Post # 1
Anyone else with a completely non-verbal man when it comes to showing love? I mean I know he loves me, and shows it in his own (always practical) ways, but sometimes I really wish he was more forthcoming with the ‘I love you’ s and general compliments that just make me feel warm and fuzzy!
Im very verbal, and reactions to my platitudes of love/affection result in either; ‘you too’, silence, or occasionally, if he’s feeling pushed, accusations that I’m fishing for returned compliments.

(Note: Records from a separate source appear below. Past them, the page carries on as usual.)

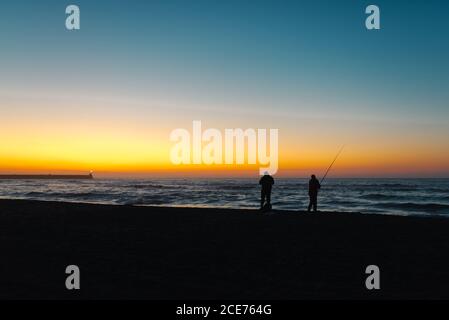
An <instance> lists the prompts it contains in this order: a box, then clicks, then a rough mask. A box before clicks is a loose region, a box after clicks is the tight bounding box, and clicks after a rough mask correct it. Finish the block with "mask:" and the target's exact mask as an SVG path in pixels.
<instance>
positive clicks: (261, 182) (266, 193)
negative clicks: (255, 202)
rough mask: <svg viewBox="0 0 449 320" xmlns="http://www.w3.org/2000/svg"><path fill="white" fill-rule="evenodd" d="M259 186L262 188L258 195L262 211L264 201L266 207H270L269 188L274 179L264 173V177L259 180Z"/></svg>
mask: <svg viewBox="0 0 449 320" xmlns="http://www.w3.org/2000/svg"><path fill="white" fill-rule="evenodd" d="M259 184H260V185H261V186H262V190H261V194H260V209H263V207H264V204H265V200H266V201H267V202H266V205H267V206H268V207H271V187H272V186H273V184H274V179H273V177H272V176H270V175H269V174H268V172H265V174H264V176H263V177H262V178H260V180H259Z"/></svg>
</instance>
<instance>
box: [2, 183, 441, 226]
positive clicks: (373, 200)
mask: <svg viewBox="0 0 449 320" xmlns="http://www.w3.org/2000/svg"><path fill="white" fill-rule="evenodd" d="M307 190H308V180H307V179H294V178H288V179H276V183H275V185H274V188H273V193H272V205H273V209H278V210H300V211H302V210H305V209H306V208H307V205H308V194H307ZM0 198H1V199H29V200H46V201H64V202H78V203H96V204H112V205H139V206H171V207H204V208H240V209H255V208H258V207H259V201H260V186H259V185H258V181H257V180H253V179H154V180H153V179H152V180H148V179H144V180H138V179H133V180H118V179H93V180H0ZM318 206H319V208H318V209H319V210H320V211H338V212H360V213H365V214H373V213H378V214H391V215H427V216H429V215H430V216H431V215H438V216H448V217H449V179H332V178H329V179H328V180H326V181H325V182H324V183H323V186H322V188H321V191H320V193H319V203H318Z"/></svg>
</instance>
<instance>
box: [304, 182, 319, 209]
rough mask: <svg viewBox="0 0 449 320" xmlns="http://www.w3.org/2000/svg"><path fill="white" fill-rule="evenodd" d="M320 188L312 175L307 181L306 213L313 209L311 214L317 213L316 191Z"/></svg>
mask: <svg viewBox="0 0 449 320" xmlns="http://www.w3.org/2000/svg"><path fill="white" fill-rule="evenodd" d="M320 188H321V184H320V182H319V181H318V179H317V178H316V176H315V175H314V174H312V177H311V179H310V181H309V208H308V209H307V211H308V212H310V210H311V209H312V207H313V212H316V211H317V205H318V190H319V189H320Z"/></svg>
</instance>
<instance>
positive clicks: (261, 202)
mask: <svg viewBox="0 0 449 320" xmlns="http://www.w3.org/2000/svg"><path fill="white" fill-rule="evenodd" d="M264 202H265V192H264V191H263V190H262V191H261V192H260V208H261V209H262V208H263V204H264Z"/></svg>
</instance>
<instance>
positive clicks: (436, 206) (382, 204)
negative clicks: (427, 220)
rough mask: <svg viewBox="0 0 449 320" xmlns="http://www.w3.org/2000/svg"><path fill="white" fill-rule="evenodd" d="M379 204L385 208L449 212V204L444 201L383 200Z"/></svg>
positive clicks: (448, 212) (383, 207)
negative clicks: (415, 201) (447, 203)
mask: <svg viewBox="0 0 449 320" xmlns="http://www.w3.org/2000/svg"><path fill="white" fill-rule="evenodd" d="M377 206H379V207H383V208H392V209H402V210H413V211H422V212H447V213H449V204H443V203H416V202H382V203H378V204H377Z"/></svg>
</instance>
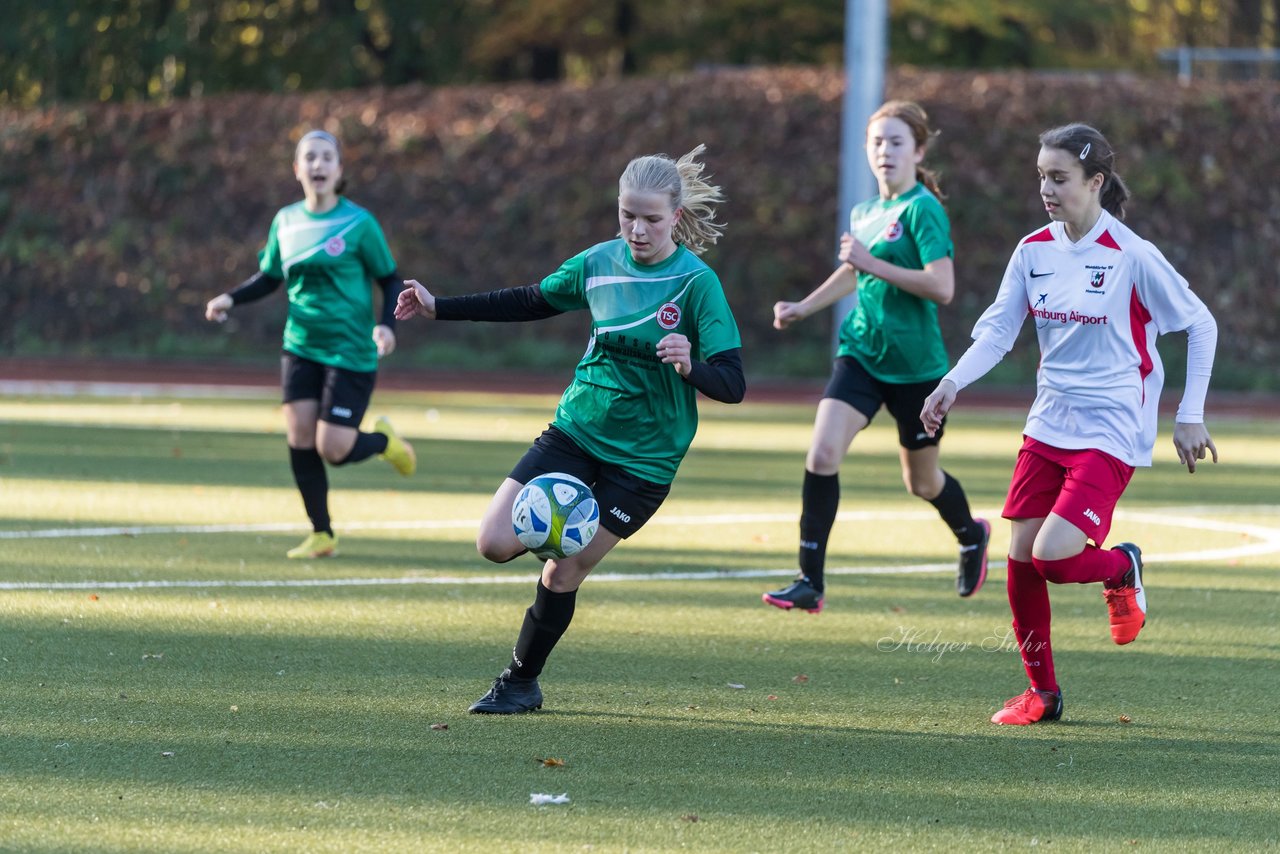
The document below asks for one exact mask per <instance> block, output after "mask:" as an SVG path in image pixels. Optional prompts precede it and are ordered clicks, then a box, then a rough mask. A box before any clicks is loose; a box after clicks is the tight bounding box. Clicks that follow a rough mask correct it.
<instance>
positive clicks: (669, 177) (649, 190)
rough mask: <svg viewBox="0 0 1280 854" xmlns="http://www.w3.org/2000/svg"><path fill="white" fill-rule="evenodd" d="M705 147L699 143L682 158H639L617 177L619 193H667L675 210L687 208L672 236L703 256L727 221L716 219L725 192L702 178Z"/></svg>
mask: <svg viewBox="0 0 1280 854" xmlns="http://www.w3.org/2000/svg"><path fill="white" fill-rule="evenodd" d="M705 150H707V146H705V145H699V146H698V147H696V149H694V150H692V151H690V152H689V154H686V155H685V156H682V157H681V159H680V160H672V159H671V157H668V156H667V155H664V154H654V155H648V156H644V157H636V159H635V160H632V161H631V163H628V164H627V168H626V169H625V170H623V172H622V177H621V178H618V191H620V192H626V191H631V192H639V193H666V195H667V197H668V198H669V200H671V209H672V210H678V209H681V207H682V209H684V210H685V213H684V215H682V216H681V218H680V222H678V223H676V227H675V229H673V230H672V237H673V238H675V241H676V242H677V243H681V245H684V246H685V247H687V248H689V251H690V252H692V254H694V255H701V254H703V252H704V251H707V247H709V246H712V245H714V243H716V241H718V239H719V237H721V234H723V233H724V224H723V223H717V222H716V205H717V204H719V202H722V201H724V193H723V192H722V191H721V188H719V187H717V186H714V184H712V183H710V182H708V181H707V178H704V177H703V168H704V164H701V163H699V160H698V155H700V154H703V152H704V151H705Z"/></svg>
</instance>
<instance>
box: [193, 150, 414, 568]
mask: <svg viewBox="0 0 1280 854" xmlns="http://www.w3.org/2000/svg"><path fill="white" fill-rule="evenodd" d="M293 174H294V175H296V177H297V179H298V183H301V184H302V191H303V193H305V196H306V197H305V198H303V200H302V201H300V202H296V204H293V205H289V206H288V207H284V209H282V210H280V211H279V213H278V214H276V215H275V219H274V220H271V230H270V232H269V234H268V238H266V247H265V248H264V250H262V252H261V254H260V256H259V271H257V273H256V274H255V275H252V277H251V278H250V279H248V280H246V282H244V283H243V284H241V286H239V287H238V288H236V289H233V291H230V292H229V293H221V294H219V296H216V297H214V298H212V300H210V301H209V305H206V306H205V316H206V318H207V319H209V320H212V321H216V323H223V321H225V320H227V312H228V311H230V310H232V307H234V306H239V305H243V303H246V302H252V301H255V300H261V298H262V297H265V296H266V294H269V293H271V292H273V291H275V289H276V288H279V287H280V283H283V282H287V283H288V294H289V316H288V320H287V321H285V324H284V352H283V355H282V357H280V379H282V385H283V387H284V396H283V398H284V421H285V433H287V438H288V443H289V463H291V466H292V469H293V480H294V483H296V484H297V487H298V492H300V493H301V494H302V506H303V508H305V510H306V512H307V516H308V517H310V520H311V529H312V531H311V535H310V536H307V539H306V540H303V542H302V544H301V545H298V547H297V548H293V549H289V552H288V557H291V558H303V560H306V558H317V557H328V556H332V554H334V553H335V552H337V548H338V536H337V535H335V534H334V533H333V525H332V521H330V519H329V479H328V475H326V474H325V462H328V463H329V465H333V466H342V465H347V463H351V462H361V461H362V460H367V458H369V457H372V456H375V455H379V456H381V457H383V458H384V460H387V461H388V462H390V463H392V466H394V467H396V470H397V471H399V472H401V474H402V475H411V474H413V467H415V457H413V448H412V447H410V444H408V443H407V442H404V440H403V439H401V438H399V437H397V435H396V431H394V430H393V429H392V426H390V423H389V421H388V420H387V419H385V417H381V419H378V421H376V424H375V425H374V431H372V433H362V431H361V430H360V423H361V420H364V417H365V410H367V408H369V398H370V397H371V396H372V393H374V382H375V379H376V376H378V360H379V359H380V357H383V356H387V355H389V353H390V352H392V351H393V350H396V332H394V326H396V316H394V311H396V291H397V288H398V286H399V282H401V279H399V277H398V275H396V261H394V260H393V259H392V252H390V248H388V246H387V238H385V237H383V229H381V228H379V225H378V220H375V219H374V216H372V214H370V213H369V211H367V210H365V209H364V207H360V206H358V205H356V204H353V202H351V201H348V200H347V198H344V197H343V196H342V187H343V181H342V147H340V146H339V145H338V140H337V138H335V137H334V136H333V134H330V133H326V132H324V131H311V132H310V133H306V134H303V137H302V138H301V140H298V145H297V149H296V150H294V155H293ZM371 280H374V282H378V284H379V287H380V288H381V291H383V309H381V319H380V320H379V323H378V324H376V325H375V324H374V294H372V288H371V287H370V282H371Z"/></svg>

Anyone else got a man like this? On one hand, any praise has incredible meaning, but on the other, I would really appreciate a little more. Ill even admit to sometimes, yes, fishing for something!
Post # 3
This is my SO. We actually had a huge argument over it the other night. I get told I’m beautiful once every other month – maybe. He’s good with saying I love you, but anything else (my appearance, what I mean to him, why he loves me) forget it.
Post # 4
Fiance is this way when he’s stressed (he’s a high school teacher and a coach so during schoold he’s working 70hr weeks). But usually he does a decent job when he’s feeling really good. In a way its good because when he’s super quiet I know something is up. I do wish he would tell me I’m beautiful more often like he did when we first starting dating but I guess stuff like that just eventually gets put to the side. :/
Post # 5
This wouldn’t work for me. I need verbal affirmations!
Post # 6
I understand, that can be frustrating. I think it’s certainly worth talking to your SO about.

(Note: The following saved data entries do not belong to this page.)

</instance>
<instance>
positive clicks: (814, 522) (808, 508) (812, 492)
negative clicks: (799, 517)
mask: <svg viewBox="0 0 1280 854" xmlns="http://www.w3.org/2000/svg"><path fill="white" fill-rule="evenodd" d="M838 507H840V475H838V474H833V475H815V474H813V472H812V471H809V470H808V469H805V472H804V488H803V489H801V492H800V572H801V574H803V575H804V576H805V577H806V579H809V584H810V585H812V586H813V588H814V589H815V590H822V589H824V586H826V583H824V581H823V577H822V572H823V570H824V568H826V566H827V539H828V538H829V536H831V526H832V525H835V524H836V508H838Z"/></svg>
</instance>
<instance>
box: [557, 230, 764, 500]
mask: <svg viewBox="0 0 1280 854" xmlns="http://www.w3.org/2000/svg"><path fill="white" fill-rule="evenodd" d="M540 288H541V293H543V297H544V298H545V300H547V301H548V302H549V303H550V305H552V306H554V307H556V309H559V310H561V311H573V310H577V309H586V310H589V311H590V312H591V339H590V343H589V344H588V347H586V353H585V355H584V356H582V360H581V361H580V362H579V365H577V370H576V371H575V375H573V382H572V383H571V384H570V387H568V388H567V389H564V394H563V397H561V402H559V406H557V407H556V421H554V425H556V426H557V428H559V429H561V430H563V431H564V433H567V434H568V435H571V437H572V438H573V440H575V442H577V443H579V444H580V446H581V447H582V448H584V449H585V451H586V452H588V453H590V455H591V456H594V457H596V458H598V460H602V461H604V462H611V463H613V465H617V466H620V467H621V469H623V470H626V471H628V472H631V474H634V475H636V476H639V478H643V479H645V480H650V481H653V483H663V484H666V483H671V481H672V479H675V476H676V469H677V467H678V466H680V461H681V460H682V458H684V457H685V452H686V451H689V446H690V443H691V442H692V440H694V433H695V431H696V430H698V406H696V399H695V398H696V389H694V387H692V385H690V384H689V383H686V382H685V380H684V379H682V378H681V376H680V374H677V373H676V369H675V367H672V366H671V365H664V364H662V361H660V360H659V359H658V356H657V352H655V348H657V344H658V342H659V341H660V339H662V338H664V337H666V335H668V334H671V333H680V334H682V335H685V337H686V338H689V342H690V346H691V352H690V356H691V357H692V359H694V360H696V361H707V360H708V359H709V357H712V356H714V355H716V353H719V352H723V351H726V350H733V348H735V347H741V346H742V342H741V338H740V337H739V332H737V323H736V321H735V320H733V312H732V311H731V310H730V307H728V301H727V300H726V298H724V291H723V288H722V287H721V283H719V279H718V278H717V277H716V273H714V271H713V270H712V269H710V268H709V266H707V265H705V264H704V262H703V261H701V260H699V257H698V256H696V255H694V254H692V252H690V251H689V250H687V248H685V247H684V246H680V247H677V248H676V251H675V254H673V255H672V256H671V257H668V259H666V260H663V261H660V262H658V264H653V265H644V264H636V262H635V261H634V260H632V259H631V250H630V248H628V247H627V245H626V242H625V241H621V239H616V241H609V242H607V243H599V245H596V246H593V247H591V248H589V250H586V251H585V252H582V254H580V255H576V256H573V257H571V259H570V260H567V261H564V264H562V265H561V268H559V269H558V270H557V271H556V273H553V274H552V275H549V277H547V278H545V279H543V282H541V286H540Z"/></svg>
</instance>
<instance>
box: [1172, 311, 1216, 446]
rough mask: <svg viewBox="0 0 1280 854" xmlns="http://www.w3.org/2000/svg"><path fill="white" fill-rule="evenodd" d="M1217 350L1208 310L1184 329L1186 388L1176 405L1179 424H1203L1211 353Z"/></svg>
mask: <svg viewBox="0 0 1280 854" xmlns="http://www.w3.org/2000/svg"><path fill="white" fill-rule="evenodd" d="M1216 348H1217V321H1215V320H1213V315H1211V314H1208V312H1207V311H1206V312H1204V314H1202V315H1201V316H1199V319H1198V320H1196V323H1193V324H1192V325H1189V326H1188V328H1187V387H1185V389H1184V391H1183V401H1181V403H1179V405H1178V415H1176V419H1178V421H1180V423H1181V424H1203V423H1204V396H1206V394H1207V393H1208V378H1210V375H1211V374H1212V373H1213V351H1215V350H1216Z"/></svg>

As part of our premarital counseling, Darling Husband and I had to read the book “The 5 Love Languages” by Gary Chapman. It basically says that people have different ways of expressing their love: through words of affirmation, acts of service, affection, quality time and gifts. It can help you understand that you both basically have different ways of showing love. If your SO isn’t meeting your needs or helping you feel loved, it’s good to talk to him about it. He can then work on showing he loves you in a way that makes sense to you and vice versa. I highly suggest checking it out.
Post # 7
I second the Five Love Languages. If you google it, you can take a quick quiz version. We did that for PMC and it wasn’t so much that I learned a lot new or different, but it helped me articulate it.
My primary “love language” is words of affirmation, while DH’s is service or something like that. It helped us to understand why I could write him a love letter he barely cared about (seriously!) and why he could do something practical for me that I didn’t get all that excited over. Sometimes we have to remind each other of what speaks to us.
Post # 8
I just downloaded The five Love Languages on itunes, fyi. I plan to listen in the car.
Post # 9
thanks ladies, I have seen mention of this book previously on these boards. Ill look into reading it for me, but pigs might fly before I could get the boy to read something like that!
Any advice (other than frank adult discussions- which yes I should continue, but it really sucks having the ‘I don’t feel loved when you don’t tell me’ discussion AGAIN) on how to help mE would be welcome.
Post # 10
This is us. We’ve discussed love languages and he’s trying, bcause he knows it matters to me — his language is more like service/closeness. He shows he loves me by doing what I want to do/watching what I want to watch/etc. and wants me to show mine by extending the same to him. It’s hard for me because I just don’t connect that with love at all, but we’re trying for each other!!
Post # 11
I know how you feel. I think I’ve been told I’m pretty twice in our entire relationship–once when we first started dating and once on our wedding day. I know my husband loves me, but I also know he feels awkward, self-conscious, etc. saying stuff out loud. He’s good with I love you toos but that’s about it. And he only uses terms of endearment very rarely. I think it goes back to the five love languages other people mentioned. He expresses his love physically and in acts of service. So he’s always reaching for my hand or pulling me close to him or making me dinner, etc. I express my love physically (so at least we’re in sync there) and in words and compliments, but not as much in doing things for him. It helps me to remember that he’s telling me the things I want to hear by what he does. And also, we’ve had conversations about this, so I know that if I really need a verbal affirmation all I have to do is ask.